California Advance Health Care Directive

California has its own Advance Health Care Directive for your use.

Power of Attorney

Part 1 of California’s Advance Health Care Directive is a power of attorney for health care. Part 1 lets you name another individual as agent to make healthcare decisions for you if you become incapable of making your own decisions or if you want someone else to make those decisions for you now, even though you are still capable. You may also name an alternate agent to act for you if your first choice is not willing, able, or reasonably available to make decisions for you.

Your agent may not be an operator or employee of a community care facility or a residential care facility where you are receiving care, or your supervising healthcare provider or employee of the healthcare institution where you are receiving care, unless your agent is related to you or is a coworker.

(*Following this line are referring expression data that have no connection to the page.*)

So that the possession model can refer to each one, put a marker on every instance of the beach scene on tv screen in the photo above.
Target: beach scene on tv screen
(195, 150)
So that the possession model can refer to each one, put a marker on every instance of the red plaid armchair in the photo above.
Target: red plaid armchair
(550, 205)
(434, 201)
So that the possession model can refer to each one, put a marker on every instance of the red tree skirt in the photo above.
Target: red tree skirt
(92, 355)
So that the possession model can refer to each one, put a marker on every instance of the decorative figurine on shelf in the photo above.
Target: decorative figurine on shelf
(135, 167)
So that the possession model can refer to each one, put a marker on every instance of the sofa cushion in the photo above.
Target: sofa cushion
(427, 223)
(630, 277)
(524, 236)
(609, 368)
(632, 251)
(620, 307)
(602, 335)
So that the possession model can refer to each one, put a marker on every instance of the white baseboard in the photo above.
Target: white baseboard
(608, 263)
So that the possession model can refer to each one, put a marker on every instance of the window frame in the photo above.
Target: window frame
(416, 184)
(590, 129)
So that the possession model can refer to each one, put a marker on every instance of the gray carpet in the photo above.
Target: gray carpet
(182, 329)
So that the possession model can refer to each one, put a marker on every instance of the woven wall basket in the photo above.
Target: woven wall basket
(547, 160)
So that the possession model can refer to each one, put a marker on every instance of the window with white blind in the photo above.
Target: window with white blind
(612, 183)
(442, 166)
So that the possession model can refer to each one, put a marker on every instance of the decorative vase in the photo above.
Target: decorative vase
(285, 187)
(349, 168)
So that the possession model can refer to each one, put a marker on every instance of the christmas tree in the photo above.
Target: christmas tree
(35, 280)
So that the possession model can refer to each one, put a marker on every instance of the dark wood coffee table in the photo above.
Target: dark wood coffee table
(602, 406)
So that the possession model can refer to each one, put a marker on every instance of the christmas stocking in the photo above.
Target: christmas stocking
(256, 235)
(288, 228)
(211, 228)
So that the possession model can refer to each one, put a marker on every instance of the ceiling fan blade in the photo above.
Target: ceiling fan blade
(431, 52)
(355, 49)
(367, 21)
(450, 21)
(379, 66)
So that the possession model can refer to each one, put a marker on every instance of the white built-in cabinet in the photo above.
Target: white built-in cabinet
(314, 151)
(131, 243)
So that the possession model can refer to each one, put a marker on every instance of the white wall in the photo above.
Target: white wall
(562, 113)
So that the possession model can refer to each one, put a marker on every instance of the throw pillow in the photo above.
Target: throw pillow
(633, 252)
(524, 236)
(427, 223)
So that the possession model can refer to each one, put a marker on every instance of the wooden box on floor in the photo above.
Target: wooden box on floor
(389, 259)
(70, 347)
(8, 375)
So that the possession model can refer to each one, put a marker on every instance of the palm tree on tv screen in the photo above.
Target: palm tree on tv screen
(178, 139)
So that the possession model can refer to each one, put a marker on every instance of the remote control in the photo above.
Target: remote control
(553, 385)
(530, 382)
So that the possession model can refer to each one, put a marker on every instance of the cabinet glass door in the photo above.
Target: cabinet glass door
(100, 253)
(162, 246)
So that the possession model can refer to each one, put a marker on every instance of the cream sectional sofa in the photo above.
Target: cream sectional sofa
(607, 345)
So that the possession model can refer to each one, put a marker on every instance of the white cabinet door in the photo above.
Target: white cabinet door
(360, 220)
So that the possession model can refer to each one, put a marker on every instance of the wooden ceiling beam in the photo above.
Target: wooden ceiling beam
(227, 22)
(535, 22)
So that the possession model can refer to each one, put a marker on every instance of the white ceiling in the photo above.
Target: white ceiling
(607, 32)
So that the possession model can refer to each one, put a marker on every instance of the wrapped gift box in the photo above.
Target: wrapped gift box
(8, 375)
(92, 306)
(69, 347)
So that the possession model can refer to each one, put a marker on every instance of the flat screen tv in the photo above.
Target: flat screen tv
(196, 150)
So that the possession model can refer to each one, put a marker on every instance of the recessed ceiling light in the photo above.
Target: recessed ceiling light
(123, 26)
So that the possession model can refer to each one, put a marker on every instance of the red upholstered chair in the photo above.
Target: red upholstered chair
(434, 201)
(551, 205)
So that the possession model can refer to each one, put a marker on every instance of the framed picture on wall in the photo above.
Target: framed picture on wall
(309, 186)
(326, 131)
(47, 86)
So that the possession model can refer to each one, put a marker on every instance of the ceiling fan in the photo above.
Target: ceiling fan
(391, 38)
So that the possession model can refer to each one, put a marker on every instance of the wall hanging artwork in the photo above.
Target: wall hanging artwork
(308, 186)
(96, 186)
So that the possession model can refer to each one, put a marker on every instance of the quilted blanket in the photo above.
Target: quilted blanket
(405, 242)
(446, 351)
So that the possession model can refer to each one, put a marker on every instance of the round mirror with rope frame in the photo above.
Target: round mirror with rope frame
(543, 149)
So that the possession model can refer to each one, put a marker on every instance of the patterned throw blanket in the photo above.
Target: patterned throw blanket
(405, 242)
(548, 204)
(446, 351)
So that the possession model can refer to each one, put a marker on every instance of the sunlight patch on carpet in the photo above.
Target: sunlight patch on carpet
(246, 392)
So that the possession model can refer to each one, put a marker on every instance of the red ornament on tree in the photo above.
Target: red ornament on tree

Unless the form you sign limits the authority of your agent, your agent may make all healthcare decisions for you. This form has a place for you to limit the authority of your agent. You need not limit the authority of your agent if you wish to rely on your agent for all healthcare decisions that may have to be made. If you choose not to limit the authority of your agent, your agent will have the right to:

(a) Consent or refuse consent to any care, treatment, service, or procedure to maintain, diagnose, or otherwise affect a physical or mental condition.
(b) Select or discharge healthcare providers and institutions.
(c) Approve or disapprove diagnostic tests, surgical procedures, and programs of medication.
(d) Direct the provision, withholding, or withdrawal of artificial nutrition and hydration and all other forms of healthcare, including cardiopulmonary resuscitation.
(e) Donate your organs, tissues, and parts, authorize an autopsy, and direct disposition of remains.

Specific Instructions for Care

Part 2 of the Advance Health Care Directive lets you give specific instructions about any aspect of your healthcare, whether or not you appoint an agent. Choices are provided for you to express your wishes regarding the provision, withholding, or withdrawal of treatment to keep you alive, as well as the provision of pain relief. Space is also provided for you to add to the choices you have made or for you to write out any additional wishes. If you are satisfied to allow your agent to determine what is best for you in making end-of-life decisions, you need not fill out Part 2 of this form.

Intentions for Organ Donation

Part 3 of the Advance Health Care Directive lets you express an intention to donate your bodily organs, tissues, and parts following your death.

Designating Your Physician

Part 4 of the Advance Health Care Directive lets you designate a physician to have primary responsibility for your healthcare.

After Completing Your Form

  • Dated – After completing your Advance Health Care Directive ,sign and date the form at the end.
  • Witnessed – The form must be signed by two qualified witnesses or acknowledged before a notary public.
  • Distributed – Give a copy of the signed and completed California Advance Health Care Directive to your physician, to any other health care providers you may have, to any health care institution at which you are receiving care, and to any health care agents you have named.
  • Instruction – You should talk to the person you have named as agent to make sure that he or she understands your wishes and is willing to take the responsibility.

    You have the right to revoke this Advance Health Care Directive or replace this form at any time.